Introduction

Prior to the work of Ralph Steinman [1], the role of dendritic cells (DCs) was unknown. Since their initial discovery and naming by Ralph Steinman [1], the biological functions of DCs have been studied extensively [2,3,4,5]. As the predominant APC in humans, DCs play a key role in regulating immune responses. In addition, DCs play a crucial role in the regulation of central and peripheral immune tolerance [6].

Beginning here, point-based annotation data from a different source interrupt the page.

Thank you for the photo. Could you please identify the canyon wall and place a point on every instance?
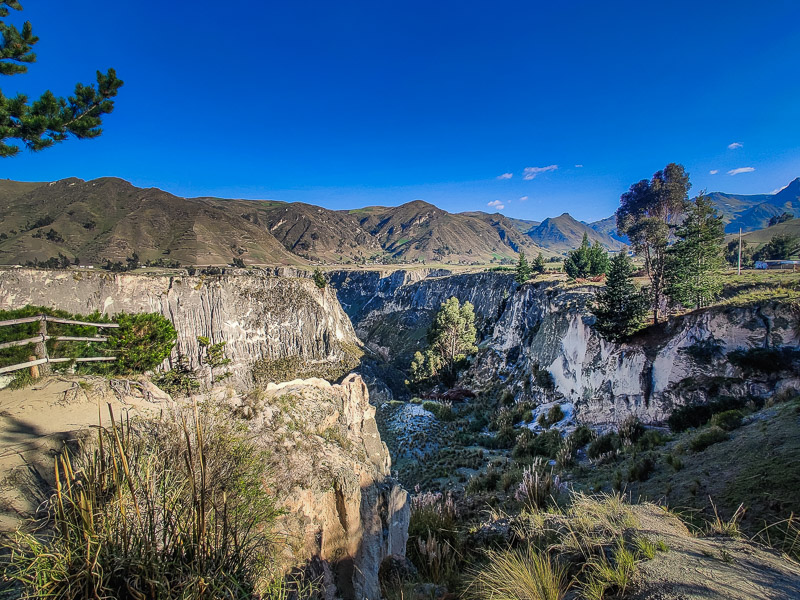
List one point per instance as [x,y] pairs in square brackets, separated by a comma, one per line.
[262,318]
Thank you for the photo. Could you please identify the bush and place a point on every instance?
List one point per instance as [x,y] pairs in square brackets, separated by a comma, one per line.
[707,438]
[697,415]
[529,444]
[141,342]
[581,436]
[641,469]
[553,416]
[728,420]
[604,444]
[319,279]
[160,510]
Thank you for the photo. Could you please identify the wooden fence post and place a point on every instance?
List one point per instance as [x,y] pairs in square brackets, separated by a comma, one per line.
[41,348]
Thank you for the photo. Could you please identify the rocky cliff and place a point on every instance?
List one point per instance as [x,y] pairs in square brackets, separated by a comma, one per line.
[545,348]
[332,473]
[273,326]
[538,341]
[391,311]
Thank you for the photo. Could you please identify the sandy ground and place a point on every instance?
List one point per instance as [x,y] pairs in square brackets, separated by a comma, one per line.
[37,422]
[713,567]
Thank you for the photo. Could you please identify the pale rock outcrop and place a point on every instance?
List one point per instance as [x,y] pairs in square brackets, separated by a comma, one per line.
[332,474]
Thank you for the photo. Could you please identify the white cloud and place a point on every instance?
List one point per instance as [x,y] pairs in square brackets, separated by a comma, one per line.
[531,172]
[741,170]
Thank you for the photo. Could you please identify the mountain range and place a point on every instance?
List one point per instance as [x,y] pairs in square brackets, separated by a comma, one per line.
[111,219]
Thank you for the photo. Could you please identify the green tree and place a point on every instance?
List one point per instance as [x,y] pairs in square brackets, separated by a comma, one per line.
[213,355]
[49,119]
[538,265]
[695,260]
[732,253]
[619,307]
[586,261]
[780,247]
[141,342]
[451,339]
[523,269]
[648,214]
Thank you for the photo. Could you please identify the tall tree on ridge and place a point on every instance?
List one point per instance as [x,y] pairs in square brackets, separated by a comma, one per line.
[648,214]
[696,261]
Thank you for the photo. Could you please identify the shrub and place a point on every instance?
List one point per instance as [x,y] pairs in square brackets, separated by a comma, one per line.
[160,510]
[581,436]
[319,279]
[538,486]
[641,469]
[630,430]
[141,342]
[529,444]
[707,438]
[608,442]
[553,416]
[728,420]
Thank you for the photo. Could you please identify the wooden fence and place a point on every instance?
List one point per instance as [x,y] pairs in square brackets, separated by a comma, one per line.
[40,340]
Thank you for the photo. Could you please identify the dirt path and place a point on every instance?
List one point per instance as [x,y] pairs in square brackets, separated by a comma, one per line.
[710,568]
[36,423]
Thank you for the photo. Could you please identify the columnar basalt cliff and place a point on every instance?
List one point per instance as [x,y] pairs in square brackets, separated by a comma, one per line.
[538,340]
[261,317]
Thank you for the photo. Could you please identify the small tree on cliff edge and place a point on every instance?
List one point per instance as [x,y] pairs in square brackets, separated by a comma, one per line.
[649,212]
[49,119]
[523,269]
[619,307]
[451,338]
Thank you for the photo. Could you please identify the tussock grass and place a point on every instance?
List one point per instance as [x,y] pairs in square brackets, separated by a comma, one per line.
[174,508]
[522,574]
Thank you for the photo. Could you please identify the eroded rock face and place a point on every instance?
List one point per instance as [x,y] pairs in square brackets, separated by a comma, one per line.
[545,348]
[259,316]
[332,474]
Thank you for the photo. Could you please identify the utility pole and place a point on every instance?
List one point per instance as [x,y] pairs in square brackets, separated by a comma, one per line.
[740,251]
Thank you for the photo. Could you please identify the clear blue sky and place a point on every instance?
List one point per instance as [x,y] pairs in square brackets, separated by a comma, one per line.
[346,104]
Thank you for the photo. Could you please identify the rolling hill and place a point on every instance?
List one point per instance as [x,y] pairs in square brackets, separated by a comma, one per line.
[754,212]
[563,233]
[110,219]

In the steady state, DCs originate from hematopoietic progenitors in bone marrow and are a heterogeneous group of professional antigen-presenting cells present in small numbers. Human blood DCs comprise ~ 1% of the total PBMCs. According to their origins, DCs can be divided into two main lineages: plasmacytoid DCs (pDCs) and myeloid DCs (mDCs). The latter consists of CD141+ DC, CD16+ DC, and CD1c+ DC subsets [7,8,9,10,11]. However, a novel DC subset was found in mice in the inflamed setting, named inflammatory DCs (infDCs); these cells could not be found in steady-state tissue or lymphoid organs [12]. Initially, murine infDCs were defined as MHC-II+CD11b+F4/80+Ly6C+ DCs that differentiated from monocytes and migrated into inflammatory sites [12, 13]. Human infDCs, but not macrophages, can induce allogeneic CD4+ T-cell proliferation and express FcεRI uniquely [14]. However, the role of infDCs in tumor microenvironments remains to be determined.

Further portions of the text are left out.